A crane moves an aluminum replacement cabin made by Homer's Bay Weld Boats. The company is one of a number of Alaska businesses already affected by President Trump's imported metals tariffs. (Photo courtesy Bay Weld Boats.)

A crane moves an aluminum replacement cabin made by Homer’s Bay Weld Boats. The company is one of a number of Alaska businesses already affected by President Donald Trump’s imported metals tariffs. (Photo courtesy Bay Weld Boats)

In at least one sector in Alaska, the impacts of President Donald Trump’s steel and aluminum tariffs are real.

Homer’s Bay Weld Boats makes custom aluminum watercraft, from 60-foot tenders to 22-foot seine skiffs.

General manager Eric Engebretsen has been keeping an eye on plans for a 10-percent tariff on imported aluminum.

He’s not alone.

“The supply chain heard this was potentially going to happen back in early January and the whole marine aluminum supply chain started to adjust itself and prepare itself for this,” he said.

His company buys sheet aluminum from a local supplier. He said his understanding is that it’s manufactured in the United States.

But that hasn’t made any difference.

Bay Weld and other aluminum users started buying up supplies in advance of the announcement.

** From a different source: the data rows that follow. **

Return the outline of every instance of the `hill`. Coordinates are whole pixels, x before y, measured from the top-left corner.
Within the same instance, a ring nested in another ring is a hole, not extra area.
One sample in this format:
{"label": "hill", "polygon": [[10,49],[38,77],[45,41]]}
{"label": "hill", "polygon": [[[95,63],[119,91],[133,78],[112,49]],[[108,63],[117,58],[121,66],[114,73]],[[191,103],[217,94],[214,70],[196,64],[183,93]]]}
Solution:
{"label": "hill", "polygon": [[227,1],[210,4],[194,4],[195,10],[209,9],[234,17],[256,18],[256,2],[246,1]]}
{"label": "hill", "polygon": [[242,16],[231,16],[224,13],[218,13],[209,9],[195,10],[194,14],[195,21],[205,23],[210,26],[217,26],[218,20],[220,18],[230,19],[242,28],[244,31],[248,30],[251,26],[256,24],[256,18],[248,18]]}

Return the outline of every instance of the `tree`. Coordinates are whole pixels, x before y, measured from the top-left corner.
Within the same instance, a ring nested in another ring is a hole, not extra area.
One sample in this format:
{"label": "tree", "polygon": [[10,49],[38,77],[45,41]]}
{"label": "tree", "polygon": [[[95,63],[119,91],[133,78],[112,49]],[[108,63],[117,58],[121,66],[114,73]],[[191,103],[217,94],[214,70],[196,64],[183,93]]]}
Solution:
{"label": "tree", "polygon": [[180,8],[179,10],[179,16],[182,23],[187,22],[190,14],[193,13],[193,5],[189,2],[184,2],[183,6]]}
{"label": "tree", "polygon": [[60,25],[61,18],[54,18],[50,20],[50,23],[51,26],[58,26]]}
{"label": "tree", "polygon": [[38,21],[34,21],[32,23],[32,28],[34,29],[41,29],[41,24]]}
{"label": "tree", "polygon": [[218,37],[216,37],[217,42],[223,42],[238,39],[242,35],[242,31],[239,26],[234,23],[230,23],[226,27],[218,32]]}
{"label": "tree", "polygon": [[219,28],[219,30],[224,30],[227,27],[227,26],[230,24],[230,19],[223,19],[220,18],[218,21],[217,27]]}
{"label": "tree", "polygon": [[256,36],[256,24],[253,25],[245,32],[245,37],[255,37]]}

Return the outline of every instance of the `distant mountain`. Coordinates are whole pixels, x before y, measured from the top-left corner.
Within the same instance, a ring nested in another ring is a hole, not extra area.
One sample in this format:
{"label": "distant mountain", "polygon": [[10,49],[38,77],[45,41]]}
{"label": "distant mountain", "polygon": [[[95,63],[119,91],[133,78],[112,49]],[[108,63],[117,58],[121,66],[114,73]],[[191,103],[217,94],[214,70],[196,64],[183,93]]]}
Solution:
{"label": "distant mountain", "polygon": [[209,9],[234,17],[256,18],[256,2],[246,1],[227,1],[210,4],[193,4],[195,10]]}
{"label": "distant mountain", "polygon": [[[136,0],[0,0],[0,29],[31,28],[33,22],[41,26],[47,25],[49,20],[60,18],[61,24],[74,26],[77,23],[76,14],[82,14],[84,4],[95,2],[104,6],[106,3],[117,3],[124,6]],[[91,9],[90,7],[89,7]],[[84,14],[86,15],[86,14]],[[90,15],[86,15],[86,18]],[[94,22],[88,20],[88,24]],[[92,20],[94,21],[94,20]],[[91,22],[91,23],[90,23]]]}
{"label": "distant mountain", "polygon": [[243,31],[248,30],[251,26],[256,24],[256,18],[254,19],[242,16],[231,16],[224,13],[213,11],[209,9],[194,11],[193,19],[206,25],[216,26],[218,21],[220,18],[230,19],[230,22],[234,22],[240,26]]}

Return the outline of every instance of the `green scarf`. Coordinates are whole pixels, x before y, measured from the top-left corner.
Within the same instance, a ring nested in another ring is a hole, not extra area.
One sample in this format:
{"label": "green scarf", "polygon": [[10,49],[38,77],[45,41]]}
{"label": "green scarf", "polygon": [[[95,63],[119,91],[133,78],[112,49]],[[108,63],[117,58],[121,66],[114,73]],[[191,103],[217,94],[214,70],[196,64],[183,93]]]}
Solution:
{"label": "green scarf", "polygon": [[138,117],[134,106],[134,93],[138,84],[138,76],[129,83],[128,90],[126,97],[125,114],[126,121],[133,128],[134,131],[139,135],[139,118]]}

“We’ve seen over 35 percent and in some cases 50 to 60 percent increase in our pricing structure of purchasing aluminum,” he said.

The second-generation business owner hopes the hikes will level out soon, but he’s not counting on it.

He said that will increase prices on the 12 to 18 custom boats his up to 32 employees make in a year.

Alaska has a number of other aluminum boatbuilders.

Other businesses make or repair steel ships, including Vigor Marine, which runs the Ketchikan Shipyard, where state ferries have much of their work done, including rusty steel replacement.

Trump’s imported steel tariff is 25 percent.

The state Department of Transportation includes the ferry system.

“DOT doesn’t expect the tariffs will impact our state transportation,” spokeswoman Aurah Landeau said. “DOT doesn’t purchase foreign steel because we operate under the Buy America program.”

The ferry Malaspina is in drydock and the Columbia is tied up at the Ketchikan Shipyard in February, 2012. Federal funds have covered millions of dollars of repairs. (Photo by Ed Schoenfeld/CoastAlaska News)

The ferry Malaspina is in drydock and the Columbia is tied up at the Ketchikan Shipyard in 2012. Marine Highway System fleet repairs require the use of American steel. (Photo by Ed Schoenfeld/CoastAlaska News)

Beyond shipbuilding, Alaska businesses fabricate fuel tanks and other goods out of the embargoed metals. But not a lot.

“We tend to have a pretty small manufacturing industry in Alaska,” state economist Karinne Wiebold said.

The tariffs could still drive up prices, she said, which will affect stores, warehouses and other sellers. She said their response could shake up sectors of our economy.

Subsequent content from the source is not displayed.